Implementing Table Inheritance in SQL Server

By Jeff Smith on 20 February 2008 | Tags: Database Design , Table Design


When designing a database, we sometimes come across situations where there are multiple types of entities that we are modeling, but we'd like them to all have certain attributes or relations in common. Using "sub-type" tables is a simple way to implement table inheritance in SQL Server.

For example, a question came up recently about modeling the following entities in a "School" database:

  • Students
  • Teachers
  • Parents

Each of those entities has many of the same attributes, such as first name, last name, middle name, and birth date. Yet, we must separate them into multiple tables because we need to store and track different data for students, teachers and parents: students have grades and classes and parents; teachers have classes taught, skills, employment information, and so on.

In addition to sharing common attributes, these entities also have common relations. For example, for each of those entities we might also like to store addresses, phone numbers, correspondence history, etc.
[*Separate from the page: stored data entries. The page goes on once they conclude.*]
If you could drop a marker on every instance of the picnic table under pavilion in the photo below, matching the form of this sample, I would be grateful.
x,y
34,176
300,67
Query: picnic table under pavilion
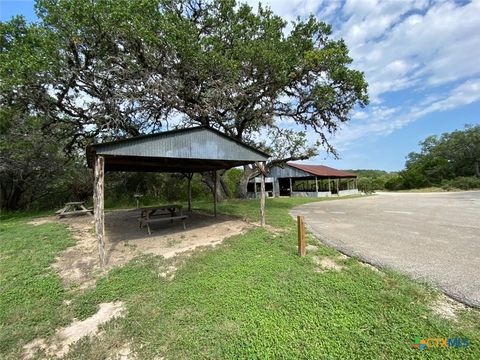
x,y
199,149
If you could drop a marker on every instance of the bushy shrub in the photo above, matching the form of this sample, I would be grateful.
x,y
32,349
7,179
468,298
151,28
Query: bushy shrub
x,y
395,183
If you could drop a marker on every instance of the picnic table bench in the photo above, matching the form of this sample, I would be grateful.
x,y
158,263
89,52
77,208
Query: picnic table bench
x,y
73,208
154,214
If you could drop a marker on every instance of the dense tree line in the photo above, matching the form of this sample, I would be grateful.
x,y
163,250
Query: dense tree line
x,y
451,160
106,69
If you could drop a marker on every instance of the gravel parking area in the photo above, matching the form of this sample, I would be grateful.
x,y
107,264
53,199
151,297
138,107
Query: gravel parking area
x,y
430,236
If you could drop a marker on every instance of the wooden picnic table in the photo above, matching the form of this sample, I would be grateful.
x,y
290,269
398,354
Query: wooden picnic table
x,y
73,208
152,214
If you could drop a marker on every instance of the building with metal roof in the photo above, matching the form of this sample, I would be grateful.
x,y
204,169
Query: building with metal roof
x,y
198,149
306,181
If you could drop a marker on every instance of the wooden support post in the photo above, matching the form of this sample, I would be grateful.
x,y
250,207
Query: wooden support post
x,y
215,193
189,177
98,199
301,236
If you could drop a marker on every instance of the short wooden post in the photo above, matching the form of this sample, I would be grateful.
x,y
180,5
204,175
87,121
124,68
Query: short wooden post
x,y
98,199
301,236
262,197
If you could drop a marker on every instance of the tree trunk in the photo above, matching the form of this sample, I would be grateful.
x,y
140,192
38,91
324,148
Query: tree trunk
x,y
207,179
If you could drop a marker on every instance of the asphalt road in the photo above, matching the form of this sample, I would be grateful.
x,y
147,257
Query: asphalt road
x,y
430,236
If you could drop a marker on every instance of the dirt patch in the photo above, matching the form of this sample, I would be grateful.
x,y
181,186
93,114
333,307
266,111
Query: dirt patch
x,y
446,307
79,265
326,263
371,267
59,345
123,353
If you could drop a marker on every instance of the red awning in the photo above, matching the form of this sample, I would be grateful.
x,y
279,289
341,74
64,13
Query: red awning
x,y
321,170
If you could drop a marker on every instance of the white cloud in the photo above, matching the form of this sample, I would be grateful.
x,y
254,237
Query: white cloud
x,y
429,50
384,120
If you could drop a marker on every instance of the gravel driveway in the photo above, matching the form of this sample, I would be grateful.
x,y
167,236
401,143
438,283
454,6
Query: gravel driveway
x,y
430,236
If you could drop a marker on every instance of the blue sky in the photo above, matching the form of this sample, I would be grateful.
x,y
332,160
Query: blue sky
x,y
421,60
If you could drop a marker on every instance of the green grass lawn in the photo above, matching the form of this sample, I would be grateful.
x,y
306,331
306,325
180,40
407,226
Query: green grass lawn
x,y
251,297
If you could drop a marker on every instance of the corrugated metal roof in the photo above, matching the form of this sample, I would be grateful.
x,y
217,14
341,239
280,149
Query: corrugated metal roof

To do this in a nicely normalized database, we would model that data by creating additional tables:

  • StudentsAddresses
  • TeachersAddresses
  • ParentsAddresses
  • StudentPhoneNumbers
  • TeacherPhoneNumbers
  • ParentPhoneNumbers
  • StudentCorrespondance
  • TeacherCorrespondance
  • ParentCorrespondance
  • ...etc...

On top of the redundant, similar tables, we would need a whole mess of redundant, similar stored procedures to add/update/delete/select items from these tables. Yet, again, we need different tables for these different entities because they each have their own set of relations and attributes to track.

Is there an easier way to model this in a relational database? Absolutely -- let's take a look.

Creating A "Base Table"

We can start by recognizing that Students, Teachers, and Parents are all "People", and we can note that it makes sense to say that all People can have addresses and phone numbers and correspondence history:

  • People
  • PeopleAddresses
  • PeoplePhoneNumbers
  • PeopleCorrespondence

In the People table, we'd store all of the common attributes of Students, Teachers and Parents that we discussed earlier: name, birth date, and so on. We remove all of these common columns from the Students, Teachers and Parents tables and put them all in one place. Now, maintaining phone numbers, addresses, names, birthdays, and correspondence can all be done with one set of generic stored procedures. The redundancy of those activities has now been reduced, and any changes in phone number or address formats can all be done in place. We can refer to the People table as a "base table".

Deriving Sub-Tables from the Base Table

Of course, we still need our Students, Teachers and Parents tables -- but now the primary key of these tables also becomes a foreign key to the People table.

Because any row in the Students, Teachers or Parents tables require a related row in the People table, and it also shares the same primary key as the People table (i.e., it is a 1:1 relation), I'll refer to the Students, Teachers and Parents tables as sub-tables of the People table. Think of these sub-tables as tables that extend the basic information that the People table provides; this is similar to how inheritance works in Object-Oriented Programming (OOP). Essentially, we are performing "table inheritance" by doing this; since every student, teacher and parent is by definition also a "person" and we are guaranteed that we can work with all of those entities the same way by treating them as People if we want, or we can work with them using their specific attributes and relations.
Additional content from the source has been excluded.